You can ask yourself, “Beyond the glittering facade of my accomplishments, what kind of person do I authentically aspire to become?” or, “What facets of life hold the utmost importance for me? What do I hope people will remember about me, and what legacy do I wish to leave behind?”

This way, we can identify concrete steps towards meeting these values, which may include courage, flexibility, sensuality, and discipline. Then, ask yourself, how would you know that you are there? For instance, what would your life look like across different departments, and how would you live differently?

What are the things that preoccupy you the most, and how can we solve them? What are the things that weigh your life down the most—for instance, tasks, expenses and relationships—that you can take a step back or delete? And what needless sufferings have you been tolerating your whole life, that you can let go of?

This might include beliefs like, “If I shine too brightly, I am betraying my family,” or, “If I don’t solve others’ problems, then I am not a good person.”

Another way of thinking about this is reframing what your new life is centered around. What would you maximize and what would you minimize? For instance, if someone is prioritizing their health, then they might maximize sleep and minimize saying yes out of a sense of obligation. 

Lastly, how can you commit to taking care of yourself especially when things are tough? Because as you take on a new lifestyle, you discard old ways of thinking, being, and seeing the world, and that can be painful and awkward. Some days may be harder than others, and some days you may lose your faith in the process.

What are the very basic things you need to do to keep yourself mentally healthy? For many people, this might include protocols like getting morning sunlight, deep breathing three breaths to reset when stressed, taking a ten minute walk, hydrating, and eating sufficiently well. Keep showing up for yourself. 


What is dysthymia called now?

Dysthymia is called Persistent Depressive Disorder, according to the DSM-V.

What are the two types of dysthymia?

Anxious dysthymia is when people experience restlessness and low self-esteem. Those who have anergic dysthymia tend to be unable to experience pleasure, and feel sluggish.
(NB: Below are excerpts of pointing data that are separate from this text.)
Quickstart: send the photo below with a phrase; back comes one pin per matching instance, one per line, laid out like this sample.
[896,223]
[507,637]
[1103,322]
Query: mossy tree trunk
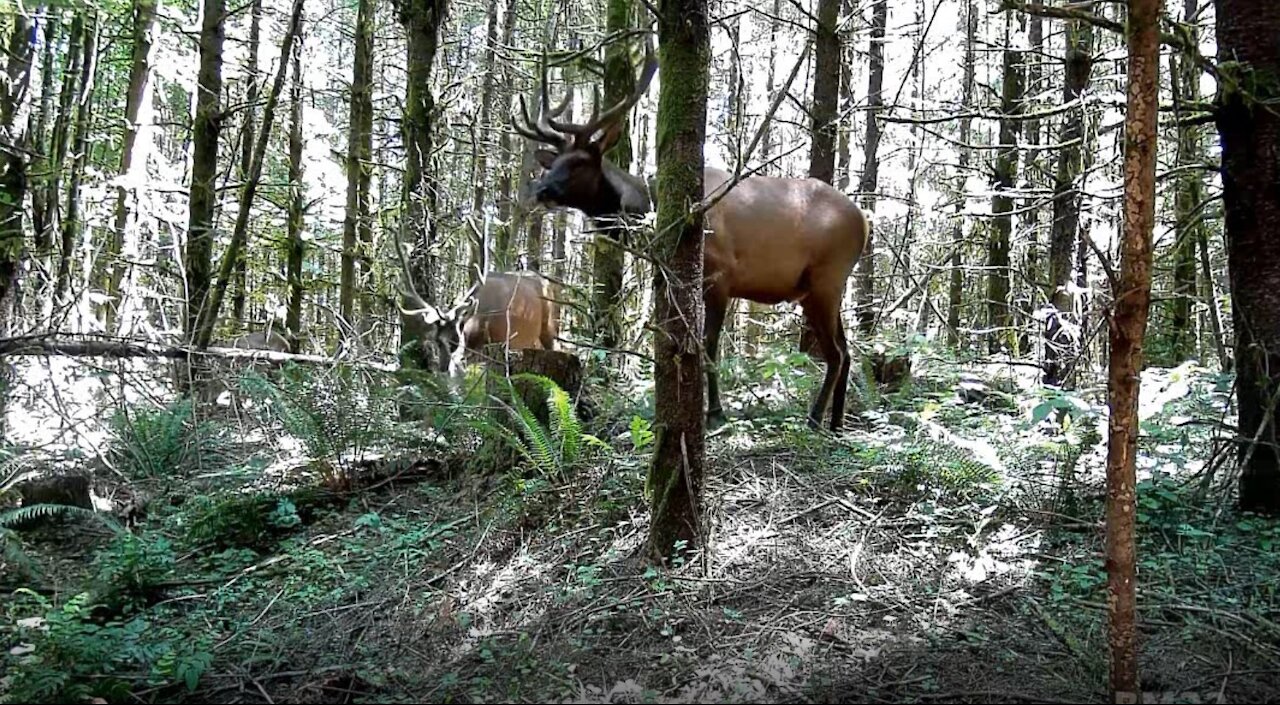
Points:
[608,259]
[676,470]
[999,319]
[204,165]
[13,164]
[869,181]
[1128,328]
[357,228]
[1251,170]
[1064,230]
[421,21]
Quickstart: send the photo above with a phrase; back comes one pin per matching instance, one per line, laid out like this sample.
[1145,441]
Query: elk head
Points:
[576,173]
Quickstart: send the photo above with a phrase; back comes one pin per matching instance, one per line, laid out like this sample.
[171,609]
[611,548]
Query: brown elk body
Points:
[512,308]
[769,239]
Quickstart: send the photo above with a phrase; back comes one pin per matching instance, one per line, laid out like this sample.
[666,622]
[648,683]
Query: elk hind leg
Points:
[824,320]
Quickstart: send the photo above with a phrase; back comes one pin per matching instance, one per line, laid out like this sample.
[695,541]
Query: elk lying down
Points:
[769,239]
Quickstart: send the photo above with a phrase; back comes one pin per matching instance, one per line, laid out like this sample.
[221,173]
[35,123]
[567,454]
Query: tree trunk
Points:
[13,165]
[848,101]
[41,165]
[955,294]
[1128,326]
[297,204]
[49,220]
[676,470]
[131,179]
[204,164]
[1188,200]
[356,225]
[71,224]
[826,92]
[868,183]
[999,319]
[209,312]
[1251,170]
[502,251]
[480,184]
[608,259]
[251,97]
[1064,232]
[421,21]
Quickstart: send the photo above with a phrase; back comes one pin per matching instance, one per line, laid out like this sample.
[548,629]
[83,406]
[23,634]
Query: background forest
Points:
[233,467]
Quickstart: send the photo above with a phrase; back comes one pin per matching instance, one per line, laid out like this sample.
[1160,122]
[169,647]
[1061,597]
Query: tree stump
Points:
[561,367]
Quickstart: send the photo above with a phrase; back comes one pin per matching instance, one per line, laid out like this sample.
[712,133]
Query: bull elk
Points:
[512,308]
[769,239]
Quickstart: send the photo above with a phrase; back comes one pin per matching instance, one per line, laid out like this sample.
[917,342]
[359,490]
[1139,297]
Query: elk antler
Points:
[551,131]
[542,131]
[583,132]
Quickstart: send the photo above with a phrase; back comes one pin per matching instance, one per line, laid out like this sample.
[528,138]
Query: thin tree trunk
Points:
[41,165]
[999,319]
[62,141]
[204,164]
[209,312]
[131,179]
[826,92]
[13,165]
[479,264]
[255,35]
[1128,328]
[1064,232]
[421,21]
[868,184]
[608,259]
[955,293]
[297,205]
[71,224]
[357,227]
[676,470]
[502,250]
[1188,198]
[1251,170]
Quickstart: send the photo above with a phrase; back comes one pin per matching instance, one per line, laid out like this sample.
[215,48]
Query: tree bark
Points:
[49,220]
[1128,328]
[826,92]
[13,165]
[999,319]
[41,164]
[676,470]
[1188,198]
[955,293]
[255,33]
[868,183]
[1251,170]
[480,184]
[421,21]
[204,164]
[356,225]
[209,312]
[297,206]
[131,179]
[1064,232]
[608,259]
[71,224]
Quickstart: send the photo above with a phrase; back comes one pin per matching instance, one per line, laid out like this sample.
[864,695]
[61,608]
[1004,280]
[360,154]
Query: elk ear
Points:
[545,158]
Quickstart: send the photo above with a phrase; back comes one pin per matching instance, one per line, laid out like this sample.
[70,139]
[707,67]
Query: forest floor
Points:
[944,548]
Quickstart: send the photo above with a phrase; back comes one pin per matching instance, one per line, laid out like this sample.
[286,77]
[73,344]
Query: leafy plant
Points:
[149,442]
[553,447]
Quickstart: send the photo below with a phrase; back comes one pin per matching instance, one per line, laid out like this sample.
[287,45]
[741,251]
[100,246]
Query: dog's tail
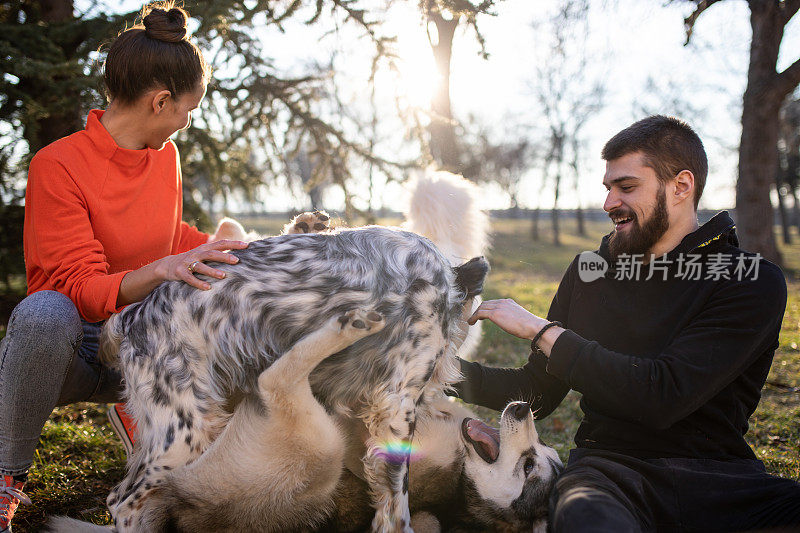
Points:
[444,208]
[62,524]
[110,339]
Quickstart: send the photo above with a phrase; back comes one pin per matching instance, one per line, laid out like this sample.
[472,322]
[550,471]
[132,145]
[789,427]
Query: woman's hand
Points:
[184,266]
[137,284]
[510,316]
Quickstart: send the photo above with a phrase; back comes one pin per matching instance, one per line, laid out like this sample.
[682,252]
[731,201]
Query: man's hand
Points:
[510,316]
[518,321]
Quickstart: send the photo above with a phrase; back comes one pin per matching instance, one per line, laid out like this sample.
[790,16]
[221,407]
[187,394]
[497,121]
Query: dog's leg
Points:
[391,419]
[176,423]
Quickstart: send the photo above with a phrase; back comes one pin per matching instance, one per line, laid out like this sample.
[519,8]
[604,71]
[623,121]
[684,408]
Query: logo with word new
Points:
[591,266]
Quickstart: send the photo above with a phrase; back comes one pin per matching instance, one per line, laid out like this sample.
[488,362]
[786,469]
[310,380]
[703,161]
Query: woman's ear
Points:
[159,100]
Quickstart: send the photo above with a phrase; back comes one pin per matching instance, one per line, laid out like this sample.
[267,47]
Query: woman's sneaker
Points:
[10,497]
[123,425]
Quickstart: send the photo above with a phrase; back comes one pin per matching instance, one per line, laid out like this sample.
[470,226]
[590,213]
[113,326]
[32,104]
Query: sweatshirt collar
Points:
[718,231]
[107,146]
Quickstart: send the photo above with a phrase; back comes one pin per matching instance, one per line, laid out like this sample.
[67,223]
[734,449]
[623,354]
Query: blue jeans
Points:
[47,359]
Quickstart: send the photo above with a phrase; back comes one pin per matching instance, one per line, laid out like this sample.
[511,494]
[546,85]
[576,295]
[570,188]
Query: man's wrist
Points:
[546,336]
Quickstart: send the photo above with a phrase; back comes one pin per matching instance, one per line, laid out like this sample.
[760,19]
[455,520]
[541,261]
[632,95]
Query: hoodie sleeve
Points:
[496,387]
[59,232]
[740,322]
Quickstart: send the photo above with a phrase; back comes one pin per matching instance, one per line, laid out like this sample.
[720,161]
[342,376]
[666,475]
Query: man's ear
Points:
[684,186]
[159,100]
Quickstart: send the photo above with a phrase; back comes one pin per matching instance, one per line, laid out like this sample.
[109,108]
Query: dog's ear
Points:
[470,276]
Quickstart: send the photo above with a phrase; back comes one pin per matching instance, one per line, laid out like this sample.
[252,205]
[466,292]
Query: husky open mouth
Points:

Can people with dysthymia ever be happy?

Yes, pursuing a meaningful life, and training oneself to be grateful and not pay attention to the irrelevant depressive thought patterns help.
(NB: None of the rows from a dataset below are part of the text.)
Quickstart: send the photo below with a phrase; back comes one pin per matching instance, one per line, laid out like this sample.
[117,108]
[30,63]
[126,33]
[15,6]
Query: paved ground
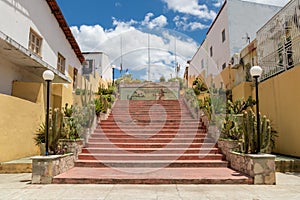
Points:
[16,186]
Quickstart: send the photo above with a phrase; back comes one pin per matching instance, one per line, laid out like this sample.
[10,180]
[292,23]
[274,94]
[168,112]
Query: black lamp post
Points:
[113,73]
[48,76]
[256,72]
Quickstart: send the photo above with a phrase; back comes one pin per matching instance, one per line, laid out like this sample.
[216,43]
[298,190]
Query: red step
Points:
[167,147]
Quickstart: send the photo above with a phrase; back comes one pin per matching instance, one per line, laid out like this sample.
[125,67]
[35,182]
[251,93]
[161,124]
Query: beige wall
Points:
[279,99]
[242,91]
[19,120]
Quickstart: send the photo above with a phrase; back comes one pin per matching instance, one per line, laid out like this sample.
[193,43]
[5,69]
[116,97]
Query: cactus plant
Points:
[55,129]
[249,141]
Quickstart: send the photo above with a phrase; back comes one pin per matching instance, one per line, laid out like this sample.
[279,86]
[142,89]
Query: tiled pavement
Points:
[16,186]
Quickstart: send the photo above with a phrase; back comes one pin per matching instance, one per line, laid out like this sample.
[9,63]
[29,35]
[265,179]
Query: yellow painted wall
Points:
[28,91]
[279,100]
[228,77]
[19,120]
[242,91]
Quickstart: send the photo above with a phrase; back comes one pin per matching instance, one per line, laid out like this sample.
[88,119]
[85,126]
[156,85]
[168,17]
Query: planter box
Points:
[44,168]
[259,166]
[72,146]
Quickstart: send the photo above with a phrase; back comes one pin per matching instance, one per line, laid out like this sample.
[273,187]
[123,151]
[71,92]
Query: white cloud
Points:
[135,46]
[217,3]
[182,23]
[191,7]
[271,2]
[118,4]
[158,22]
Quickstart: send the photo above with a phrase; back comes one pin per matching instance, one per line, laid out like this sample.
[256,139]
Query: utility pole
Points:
[149,57]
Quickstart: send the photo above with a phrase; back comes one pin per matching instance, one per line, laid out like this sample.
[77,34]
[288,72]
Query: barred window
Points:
[35,42]
[61,63]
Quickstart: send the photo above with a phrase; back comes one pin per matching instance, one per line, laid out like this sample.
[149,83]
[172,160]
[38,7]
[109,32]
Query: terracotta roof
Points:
[65,27]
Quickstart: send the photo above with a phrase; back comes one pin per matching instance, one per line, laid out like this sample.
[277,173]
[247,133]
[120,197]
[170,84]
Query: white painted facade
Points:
[237,19]
[101,64]
[17,18]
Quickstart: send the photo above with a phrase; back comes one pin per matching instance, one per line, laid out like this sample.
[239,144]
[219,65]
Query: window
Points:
[61,63]
[88,67]
[35,42]
[223,36]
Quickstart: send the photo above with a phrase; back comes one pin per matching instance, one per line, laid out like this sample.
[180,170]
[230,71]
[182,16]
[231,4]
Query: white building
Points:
[34,36]
[98,63]
[233,28]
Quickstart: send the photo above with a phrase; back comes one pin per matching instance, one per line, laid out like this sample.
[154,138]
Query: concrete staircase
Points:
[151,142]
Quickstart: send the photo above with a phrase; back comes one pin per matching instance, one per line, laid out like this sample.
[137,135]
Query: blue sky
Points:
[102,12]
[125,29]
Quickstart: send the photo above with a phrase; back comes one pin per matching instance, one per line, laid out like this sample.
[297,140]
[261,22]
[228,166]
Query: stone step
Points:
[150,163]
[220,175]
[169,151]
[149,145]
[139,134]
[148,140]
[148,157]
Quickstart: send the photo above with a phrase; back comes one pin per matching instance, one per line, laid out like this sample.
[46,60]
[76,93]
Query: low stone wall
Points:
[226,146]
[72,146]
[259,166]
[44,168]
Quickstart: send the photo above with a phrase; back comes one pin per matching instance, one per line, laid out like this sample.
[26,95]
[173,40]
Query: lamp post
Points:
[113,73]
[48,76]
[256,72]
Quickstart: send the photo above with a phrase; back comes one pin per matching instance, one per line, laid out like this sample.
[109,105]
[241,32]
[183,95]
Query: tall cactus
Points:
[249,144]
[55,129]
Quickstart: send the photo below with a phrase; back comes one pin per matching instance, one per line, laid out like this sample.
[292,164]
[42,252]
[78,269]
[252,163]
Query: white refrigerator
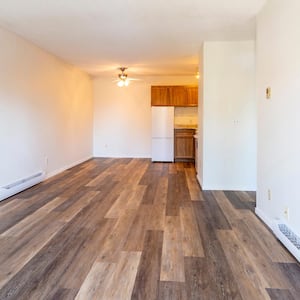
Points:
[163,133]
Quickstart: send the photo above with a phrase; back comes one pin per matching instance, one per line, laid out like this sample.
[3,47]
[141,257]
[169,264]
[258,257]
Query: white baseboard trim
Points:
[264,218]
[60,170]
[122,156]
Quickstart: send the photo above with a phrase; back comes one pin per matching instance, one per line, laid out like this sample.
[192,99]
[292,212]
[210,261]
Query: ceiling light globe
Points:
[120,83]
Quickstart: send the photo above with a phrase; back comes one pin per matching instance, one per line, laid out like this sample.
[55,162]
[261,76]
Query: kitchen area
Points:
[174,123]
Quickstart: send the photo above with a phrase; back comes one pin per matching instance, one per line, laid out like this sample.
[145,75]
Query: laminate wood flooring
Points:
[132,229]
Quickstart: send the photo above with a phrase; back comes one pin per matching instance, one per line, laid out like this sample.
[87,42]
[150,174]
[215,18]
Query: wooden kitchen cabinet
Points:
[160,96]
[176,95]
[184,145]
[192,95]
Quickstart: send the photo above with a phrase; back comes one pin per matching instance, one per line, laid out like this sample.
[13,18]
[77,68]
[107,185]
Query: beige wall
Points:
[278,67]
[227,152]
[46,111]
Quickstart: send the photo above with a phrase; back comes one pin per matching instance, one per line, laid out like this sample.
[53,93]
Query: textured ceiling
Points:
[150,37]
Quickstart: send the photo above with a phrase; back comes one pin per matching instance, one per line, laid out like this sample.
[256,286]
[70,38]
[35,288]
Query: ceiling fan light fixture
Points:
[123,80]
[120,83]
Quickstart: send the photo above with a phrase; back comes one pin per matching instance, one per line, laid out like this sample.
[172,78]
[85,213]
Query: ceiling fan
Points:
[123,79]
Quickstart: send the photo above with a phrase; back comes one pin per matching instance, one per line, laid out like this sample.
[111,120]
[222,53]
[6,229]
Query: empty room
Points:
[149,149]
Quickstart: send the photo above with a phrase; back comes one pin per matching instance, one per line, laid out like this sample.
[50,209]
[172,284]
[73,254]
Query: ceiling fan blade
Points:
[134,79]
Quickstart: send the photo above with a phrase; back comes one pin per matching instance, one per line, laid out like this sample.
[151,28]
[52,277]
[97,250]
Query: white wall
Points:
[229,116]
[186,116]
[278,66]
[200,119]
[45,111]
[122,116]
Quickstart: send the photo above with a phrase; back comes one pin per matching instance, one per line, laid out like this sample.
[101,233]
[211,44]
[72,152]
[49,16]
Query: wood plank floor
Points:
[132,229]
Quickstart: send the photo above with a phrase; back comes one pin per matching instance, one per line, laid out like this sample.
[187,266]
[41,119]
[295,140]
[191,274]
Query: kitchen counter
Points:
[185,127]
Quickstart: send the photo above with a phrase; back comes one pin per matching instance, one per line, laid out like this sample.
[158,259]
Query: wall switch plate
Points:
[268,93]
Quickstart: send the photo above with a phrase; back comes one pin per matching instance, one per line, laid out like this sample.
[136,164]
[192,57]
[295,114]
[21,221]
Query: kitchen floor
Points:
[132,229]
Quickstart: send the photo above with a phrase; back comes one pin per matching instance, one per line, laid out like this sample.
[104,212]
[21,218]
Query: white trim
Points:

Who is prone to dysthymia?

People who identify as Type A and/or perfectionist personalities, suffering from chronic physical or mental health challenges, or undergoing life changes like ageing and bereavement, tend to be prone to dysthymia. Dysthymia also runs in families.

The takeaway

Growth is a beautiful thing, but it can also be trying. Some days you have to keep going on, breath by breath, and step by step. When things feel challenging, zooming out helps us see how far we have come. We say a silent prayer of thanks to ourselves for showing up for us. That helps.
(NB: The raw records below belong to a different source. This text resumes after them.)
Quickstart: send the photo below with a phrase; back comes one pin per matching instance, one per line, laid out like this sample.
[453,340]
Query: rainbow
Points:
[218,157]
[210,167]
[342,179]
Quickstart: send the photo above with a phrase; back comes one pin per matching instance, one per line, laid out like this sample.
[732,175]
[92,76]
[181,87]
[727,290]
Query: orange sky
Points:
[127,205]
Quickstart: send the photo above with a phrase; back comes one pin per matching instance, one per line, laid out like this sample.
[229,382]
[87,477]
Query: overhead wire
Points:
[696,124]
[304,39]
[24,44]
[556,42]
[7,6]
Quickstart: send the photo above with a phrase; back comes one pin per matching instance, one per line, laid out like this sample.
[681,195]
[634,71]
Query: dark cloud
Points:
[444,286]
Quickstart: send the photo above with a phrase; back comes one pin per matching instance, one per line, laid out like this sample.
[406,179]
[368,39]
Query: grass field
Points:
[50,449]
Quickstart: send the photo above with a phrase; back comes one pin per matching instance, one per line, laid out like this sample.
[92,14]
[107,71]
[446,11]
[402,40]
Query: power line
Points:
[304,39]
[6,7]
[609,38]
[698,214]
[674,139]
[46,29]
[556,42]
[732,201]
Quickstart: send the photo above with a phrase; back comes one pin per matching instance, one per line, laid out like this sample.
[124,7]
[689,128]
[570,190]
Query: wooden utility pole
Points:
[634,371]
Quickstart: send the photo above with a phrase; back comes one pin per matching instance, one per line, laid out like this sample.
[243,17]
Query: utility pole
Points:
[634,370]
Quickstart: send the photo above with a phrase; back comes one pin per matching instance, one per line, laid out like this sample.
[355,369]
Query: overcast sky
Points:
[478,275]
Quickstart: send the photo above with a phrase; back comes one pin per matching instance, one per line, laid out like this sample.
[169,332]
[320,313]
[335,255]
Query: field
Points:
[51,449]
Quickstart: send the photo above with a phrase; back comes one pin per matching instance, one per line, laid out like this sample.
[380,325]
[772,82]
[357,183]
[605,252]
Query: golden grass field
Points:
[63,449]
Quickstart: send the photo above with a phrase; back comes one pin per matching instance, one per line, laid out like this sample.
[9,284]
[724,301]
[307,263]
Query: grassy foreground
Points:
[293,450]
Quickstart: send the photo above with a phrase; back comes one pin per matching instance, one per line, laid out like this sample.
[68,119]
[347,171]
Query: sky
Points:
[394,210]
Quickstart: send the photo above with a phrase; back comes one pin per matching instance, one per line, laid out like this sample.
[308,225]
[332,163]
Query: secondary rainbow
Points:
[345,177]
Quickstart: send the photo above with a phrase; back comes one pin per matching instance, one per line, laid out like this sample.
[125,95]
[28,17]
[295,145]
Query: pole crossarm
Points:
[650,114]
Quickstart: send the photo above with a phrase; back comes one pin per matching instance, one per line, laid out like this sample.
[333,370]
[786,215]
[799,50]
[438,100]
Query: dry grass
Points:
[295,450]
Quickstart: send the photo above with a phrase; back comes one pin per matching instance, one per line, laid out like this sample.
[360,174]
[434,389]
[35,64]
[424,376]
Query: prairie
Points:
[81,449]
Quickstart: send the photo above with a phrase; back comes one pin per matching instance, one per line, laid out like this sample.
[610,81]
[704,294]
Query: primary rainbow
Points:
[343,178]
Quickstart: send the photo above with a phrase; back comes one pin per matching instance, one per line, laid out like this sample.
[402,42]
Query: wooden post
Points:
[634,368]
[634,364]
And as we grow, we shed things that no longer matter, or perhaps have never quite mattered apart from felt like expectations placed squarely upon our shoulders. There is no need to deny or denigrate our history and our story, but rather use our resources to get us towards the life we wish to live. 

Because life is precious—and maybe, consider that in spite of what everyone says, you don’t need to live your best life. That means you don’t need to prove that you are ticking all the boxes, if they add little value or aren’t aligned with who you are.